Time is one of the most valuable resources that any manager can have, learning how to manage time is a valuable skill that will make us more effective in our jobs and, therefore, more productive.
We all wish we had enough time to be able to do all the activities we have planned for our day-to-day, but on many occasions, we find ourselves without enough time. It is not at all productive to have to use our free time to work on overdue assignments, instead of spending time with our family or friends. Therefore, it is imperative to detect and manage the activities that steal our time.
In this article, we are going to see 5 tips to detect and minimize those activities that take away our productivity and make us have to stay late at the office or take work home to meet the deadlines and agreements established. Let’s take a look at each of them below.
Table of Contents
Spend enough time planning
Planning is one of the most critical functions of management. It involves setting objectives and determining the means to achieve them. Planning helps us focus our efforts, make good decisions, and manage resources efficiently. Experts say we should dedicate 20% of our time to planning for optimal results.
The planning process may vary depending on the specific situation. However, there are some general steps we can follow:
- Establish objectives. The first thing to do in the planning process is to set objectives. Objectives should be specific, achievable, measurable, time-bound, and challenging for both management and the team.
- Identify the tasks necessary to achieve the objectives. Once the objectives have been established, we must identify the tasks necessary to achieve them.
- Establish a timeline. Each task identified in the previous step should be placed on a timeline so that we know where to start and which tasks may need to be completed to start others.
- Allocate resources. In order to develop each task in the schedule, we must assign the necessary human, physical, and financial resources to complete it.
- Track progress. It is necessary to follow up on each task to ensure that it is being carried out on schedule and using resources efficiently to ensure that objectives are being met.
Plan meetings to be effective
Appointments and meetings are inevitable for every manager. We have just talked about planning, and this requires meetings to initiate, follow up, correct if necessary, and close each stage of what was planned.
But we cannot fill ourselves with endless meetings that saturate our agenda and do not allow us to develop what was planned.
This is when it comes into play to have appointments planned by dates in order to organize these meetings in our agenda. However, this is not enough, it is necessary to make these meetings effective.
Our proposal to have effective meetings is:
- Have a time limit for each meeting
- Have a clear objective of what is expected to be obtained at the end of each meeting
- Have a person dedicated to taking notes
- Create an agenda that establishes the agreements reached, the next steps, and those responsible for executing each action determined during the meeting
Establish the time to invest in each meeting
If we get carried away by day-to-day activities, we will find ourselves without enough time to finish the activities we had planned. One strategy to counteract this is to determine the time invested in each activity. It is true that not all activities can be controlled in terms of the time we must invest in them, but we must identify which ones we know how much time we must invest and stick to that time.

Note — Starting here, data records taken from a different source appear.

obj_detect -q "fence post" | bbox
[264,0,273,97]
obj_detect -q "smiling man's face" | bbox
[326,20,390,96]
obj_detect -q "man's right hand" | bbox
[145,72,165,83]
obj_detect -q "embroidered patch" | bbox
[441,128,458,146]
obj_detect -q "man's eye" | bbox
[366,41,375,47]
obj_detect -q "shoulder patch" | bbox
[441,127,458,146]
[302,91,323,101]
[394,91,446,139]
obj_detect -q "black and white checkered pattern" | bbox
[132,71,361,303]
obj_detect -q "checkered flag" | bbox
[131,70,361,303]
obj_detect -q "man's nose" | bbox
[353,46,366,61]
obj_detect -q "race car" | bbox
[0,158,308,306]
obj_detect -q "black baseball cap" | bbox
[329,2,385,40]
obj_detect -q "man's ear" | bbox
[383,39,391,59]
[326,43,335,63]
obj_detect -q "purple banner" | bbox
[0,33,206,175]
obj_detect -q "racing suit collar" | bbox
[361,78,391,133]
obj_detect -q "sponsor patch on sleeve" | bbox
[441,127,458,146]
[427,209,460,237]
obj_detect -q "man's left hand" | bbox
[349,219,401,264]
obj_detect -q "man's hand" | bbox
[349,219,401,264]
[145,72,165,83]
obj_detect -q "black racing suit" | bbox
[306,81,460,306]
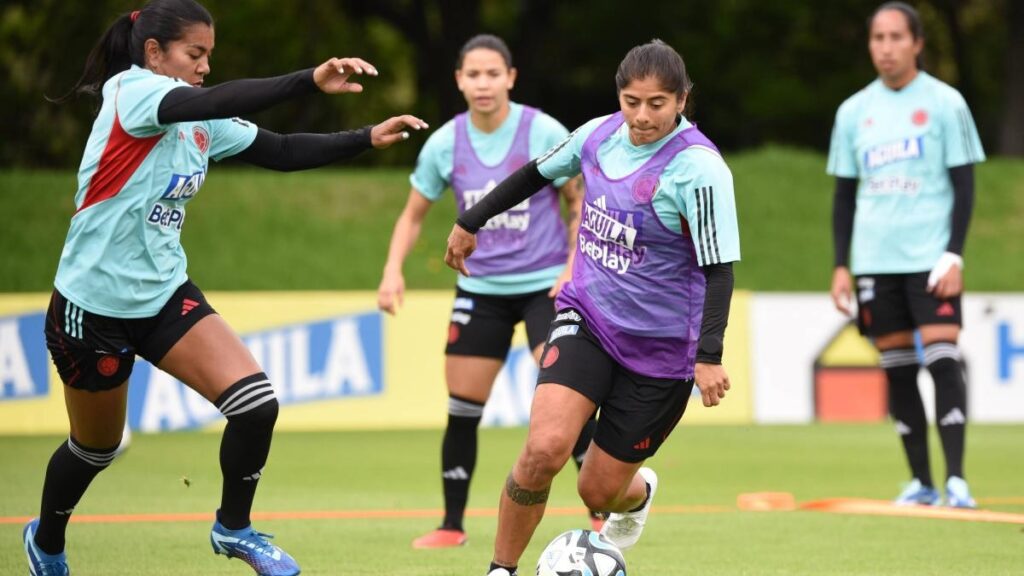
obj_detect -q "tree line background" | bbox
[0,0,1024,168]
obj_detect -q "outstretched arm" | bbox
[444,160,552,276]
[158,58,377,124]
[238,115,427,172]
[830,176,857,316]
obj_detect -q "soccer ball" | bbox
[537,530,626,576]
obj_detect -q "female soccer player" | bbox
[378,35,602,548]
[24,0,426,576]
[828,2,985,507]
[444,40,739,576]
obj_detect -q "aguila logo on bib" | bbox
[864,136,925,170]
[193,126,210,154]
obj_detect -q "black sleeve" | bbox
[157,68,317,124]
[236,126,373,172]
[697,262,733,364]
[456,160,553,234]
[946,164,974,256]
[833,176,857,268]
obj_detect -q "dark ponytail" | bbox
[47,0,213,102]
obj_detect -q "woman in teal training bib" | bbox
[378,34,601,548]
[24,0,426,576]
[828,2,985,507]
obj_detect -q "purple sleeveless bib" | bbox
[452,106,568,276]
[557,113,718,379]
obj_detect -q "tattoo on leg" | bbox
[505,472,551,506]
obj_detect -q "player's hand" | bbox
[377,269,406,316]
[928,252,964,300]
[370,114,430,150]
[444,224,476,276]
[693,362,731,408]
[548,266,572,298]
[830,266,853,316]
[313,58,377,94]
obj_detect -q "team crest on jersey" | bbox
[509,154,529,170]
[193,126,210,154]
[864,136,925,170]
[633,173,657,204]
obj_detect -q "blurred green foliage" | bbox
[0,0,1024,167]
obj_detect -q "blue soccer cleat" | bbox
[893,479,942,506]
[22,518,71,576]
[946,476,978,508]
[210,521,300,576]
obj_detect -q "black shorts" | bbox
[856,272,962,336]
[45,280,216,392]
[444,288,555,360]
[537,308,693,462]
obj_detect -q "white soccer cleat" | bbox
[601,467,657,551]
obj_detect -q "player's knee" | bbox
[519,442,569,484]
[577,485,615,510]
[215,372,281,429]
[65,437,121,469]
[577,475,628,510]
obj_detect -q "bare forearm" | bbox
[561,176,584,270]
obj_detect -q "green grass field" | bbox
[0,148,1024,292]
[0,420,1024,576]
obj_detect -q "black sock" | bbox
[882,348,934,487]
[36,438,118,554]
[214,372,279,530]
[487,562,519,576]
[925,342,967,478]
[441,396,483,530]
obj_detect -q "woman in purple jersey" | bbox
[445,40,738,576]
[23,0,426,576]
[378,34,603,548]
[828,2,984,508]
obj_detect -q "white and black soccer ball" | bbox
[537,530,626,576]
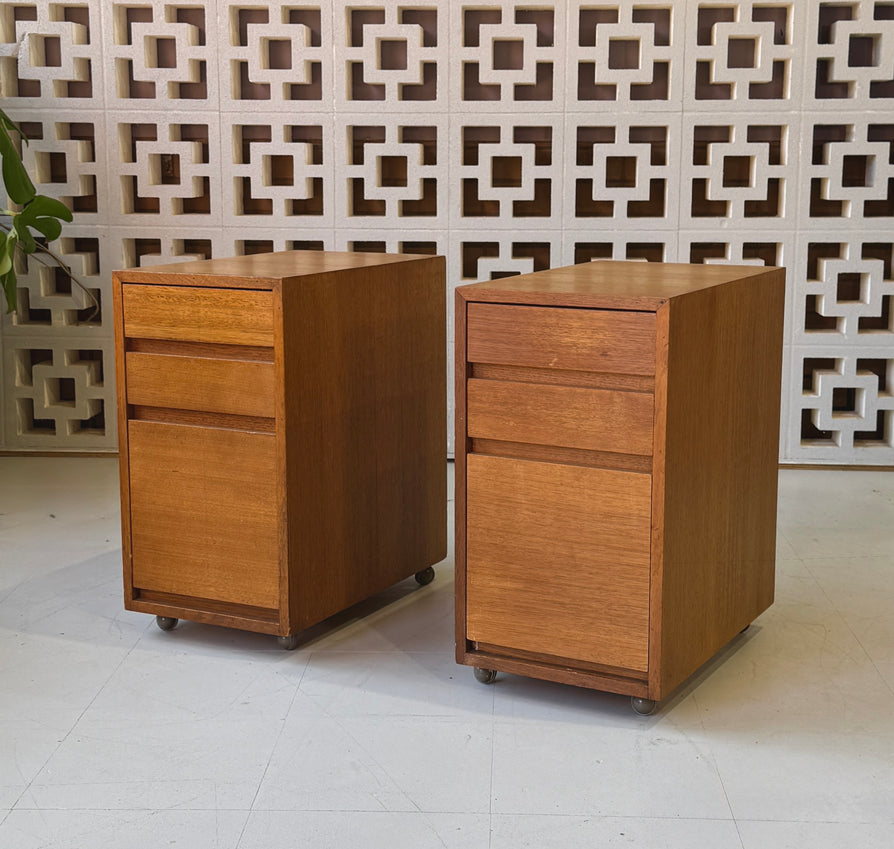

An example could be the meetings we talked about in the previous paragraph. If we have determined that the daily planning meeting should last an hour, we should do everything possible to ensure that it does not take more than that. If we identify that during that meeting we are talking about a topic that corresponds to another time or another subject, we must say so immediately and ask to skip the point to review it when it corresponds.
Close pending issues
Something extremely important to manage our time is to know how to close the issues that arise. While it is true that we must invest the necessary time to thoroughly review the important issues, we cannot make them endless. Every topic must have a starting point and a closing point. That means that, as managers, we must know when it is time to close an issue, end a discussion, and establish the next steps for each issue that arises.
One of the enemies of closing issues is when someone is dissatisfied with the way the issue was addressed and closed. It is necessary that our collaborators have the confidence to express their opinions and we must have the openness to take their opinions into account, but at the same time, the character to establish limits to the discussions.
Eliminate interruptions
Sometimes inconveniences or emergencies may arise that can interrupt planned meetings, but this should be the exception rather than the norm.
We must instruct our staff not to interrupt planned meetings to introduce new topics, to talk about pending activities, or to ask to review issues that are not the purpose of the meeting.
Every meeting should always have a specific topic and purpose, an objective that we can evaluate whether or not it has been met at the end of each meeting. We should also take note of interruptions so that we can channel the topic that is intended to be introduced, but is not part of the agreed agenda, unless, as we said at the beginning, it is an emergency.
We hope these tips will be useful to improve your management.